The calculation results can be represented graphically as dependences of the forces of interaction between atoms (Fig. 1, a) and the energy of the system (Fig. 1, b) on the distance between the nuclei of hydrogen atoms. The nucleus of one of the hydrogen atoms will be placed at the origin of coordinates, and the nucleus of the second will be brought closer to the nucleus of the first hydrogen atom along the abscissa axis. If the electron spins are antiparallel, the forces of attraction (see Fig. 1, a, curve I) and repulsive forces (curve II) will increase. The resultant of these forces is represented by curve III. At first, attractive forces prevail, then repulsive ones. When the distance between the nuclei becomes equal to r 0 = 0.074 nm, the attractive force is balanced by the repulsive force. The balance of forces corresponds to the minimum energy of the system (see Fig. 1b, curve IV) and, consequently, the most stable state. The depth of the “potential well” represents the binding energy E 0 H–H in the H 2 molecule at absolute zero. It is 458 kJ/mol. However, at real temperatures, bond breaking requires a slightly lower energy E H–H, which at 298 K (25 °C) is 435 kJ/mol.
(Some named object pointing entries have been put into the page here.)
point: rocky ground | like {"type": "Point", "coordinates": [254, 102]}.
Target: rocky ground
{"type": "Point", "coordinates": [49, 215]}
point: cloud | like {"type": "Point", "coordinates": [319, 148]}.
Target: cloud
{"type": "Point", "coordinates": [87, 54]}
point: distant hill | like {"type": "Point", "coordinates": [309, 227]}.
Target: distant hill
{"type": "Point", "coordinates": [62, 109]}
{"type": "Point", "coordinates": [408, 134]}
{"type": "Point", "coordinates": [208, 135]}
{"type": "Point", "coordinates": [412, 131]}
The difference between these energies in the H2 molecule is the energy of vibrations of hydrogen atoms (E col = E 0 H–H – E H–H = 458 – 435 = 23 kJ/mol).
Rice. 1. Dependence of the interaction forces of atoms (a) and the energy of the system (b)
on the distance between the nuclei of atoms in the H 2 molecule
When two hydrogen atoms containing electrons with parallel spins approach each other, the energy of the system constantly increases (see Fig. 1b, curve V) and no bond is formed.
Thus, the quantum mechanical calculation gave a quantitative explanation of the relationship. If a pair of electrons has opposite spins, the electrons move in the field of both nuclei. An area with a high density of an electron cloud appears between the nuclei - an excess negative charge that pulls together positively charged nuclei. From the quantum mechanical calculation, the provisions that are the basis of the VS method follow:
1. The reason for the connection is the electrostatic interaction of nuclei and electrons.
2. The bond is formed by an electron pair with antiparallel spins.
3. Bond saturation is due to the formation of electron pairs.
4. The bond strength is proportional to the degree of electron cloud overlap.
5. The directionality of the connection is due to the overlap of electron clouds in the region of maximum electron density.
Exchange mechanism for the formation of a covalent bond by the VS method. Directionality and saturation of a covalent bond
One of the most important concepts of the VS method is valency. The numerical value of valency in the VS method is determined by the number of covalent bonds that an atom forms with other atoms.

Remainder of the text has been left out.